With Castle Stuart basking in glorious sunshine, big crowds are expected in Inverness and they will have 19 Scots to cheer on.
"I like my goals to be one hole at a time," explained Scotland's highest ranked player.
"But you want people shouting for you and on your side. Personally, it helps me. I enjoy it."
Lawrie, currently 49th in the world rankings, knows what it takes to win on home soil.
The 44-year-old is best known for his 1999 Open triumph at Carnoustie, while he has also captured the Dunhill Links Championship at St Andrews in 2001 and last year's Johnnie Walker Championship at Gleneagles.
"Three of my biggest wins have come in Scotland," he explained. "I love playing golf in front of the Scottish people.
"These are the biggest two weeks of my year," he added, with one eye on the Open at Muirfield.
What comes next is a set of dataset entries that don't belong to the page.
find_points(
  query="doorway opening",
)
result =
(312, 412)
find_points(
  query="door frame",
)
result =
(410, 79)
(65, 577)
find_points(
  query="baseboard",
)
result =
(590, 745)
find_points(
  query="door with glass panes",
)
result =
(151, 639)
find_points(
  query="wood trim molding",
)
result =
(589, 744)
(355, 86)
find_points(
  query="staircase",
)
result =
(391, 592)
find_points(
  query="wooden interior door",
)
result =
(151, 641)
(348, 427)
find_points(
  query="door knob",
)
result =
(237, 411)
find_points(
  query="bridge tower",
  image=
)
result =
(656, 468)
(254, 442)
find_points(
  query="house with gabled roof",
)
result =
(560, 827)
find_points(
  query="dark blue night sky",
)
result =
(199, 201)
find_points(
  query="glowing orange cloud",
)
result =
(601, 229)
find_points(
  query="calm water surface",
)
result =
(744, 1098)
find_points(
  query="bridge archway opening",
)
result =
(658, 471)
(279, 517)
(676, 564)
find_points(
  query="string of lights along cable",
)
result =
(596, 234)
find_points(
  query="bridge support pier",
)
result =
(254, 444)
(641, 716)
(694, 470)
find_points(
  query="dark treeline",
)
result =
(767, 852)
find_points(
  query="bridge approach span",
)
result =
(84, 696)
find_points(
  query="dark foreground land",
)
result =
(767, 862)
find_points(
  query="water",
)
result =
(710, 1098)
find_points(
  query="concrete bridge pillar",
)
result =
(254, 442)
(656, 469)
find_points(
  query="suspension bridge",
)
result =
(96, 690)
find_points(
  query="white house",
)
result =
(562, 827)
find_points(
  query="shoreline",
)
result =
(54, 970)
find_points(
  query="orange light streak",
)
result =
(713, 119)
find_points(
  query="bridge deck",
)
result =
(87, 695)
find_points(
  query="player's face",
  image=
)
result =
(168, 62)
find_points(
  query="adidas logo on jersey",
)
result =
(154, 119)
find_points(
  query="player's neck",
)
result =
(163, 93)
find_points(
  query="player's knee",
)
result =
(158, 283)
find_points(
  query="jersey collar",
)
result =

"If your game is in a really good state, it (public support) can drive you on.
"But it can also go the other way. If your game is a little iffy and everyone is expecting you to hit great shots it can bring you down.
"This year was the first time that I've been the highest Scotsman in the rankings. Obviously, that means a lot to me.
"It's nice to be the country's best player but I would like to be a little higher."
Martin Laird is another Scot who fancies his chances in the Inverness sunshine.
The US-based Glaswegian enjoyed a good Saturday last year but was blown off course on his final round to finish in a tie for 16th.
"I really like this golf course and I think it sets up well for me," said the 30-year-old.
"I just feel comfortable here.
"Even though it's only the third year here, it seems like a course I've played lots of times."
Laird collected his third career win in Texas in April and the world number 59 is content with preparations, which have to be balanced with catching up with friends and family.
"I'm probably hitting the ball as good as I have in a long time but I've not been making a lot of putts in the last few weeks," he added.
"Hopefully this week is different. I think I figured a little thing out yesterday.
"It's my favourite two weeks of the year. I love coming home, especially when the weather is like this."
With so many home players at Castle Stuart and 10 of those playing at Muirfield next week, Laird believes Scottish golf is in good health.
"I was in the physio trailer yesterday and there were six Scots in there," he explained.
"I don't know if that means we're all injured or there's just lots of us in the field.
"It's nice. It's not something I'm used to. Playing in America, there's myself and Russell Knox, and that's about it.
"Scottish golf is definitely on the way up and where it should be.
"In America a few years ago, people would ask who the other Scottish professionals are and you would name a few and they would look at you, not really familiar.
"But now when I mention Scottish players, they know who they are. That's a good sign."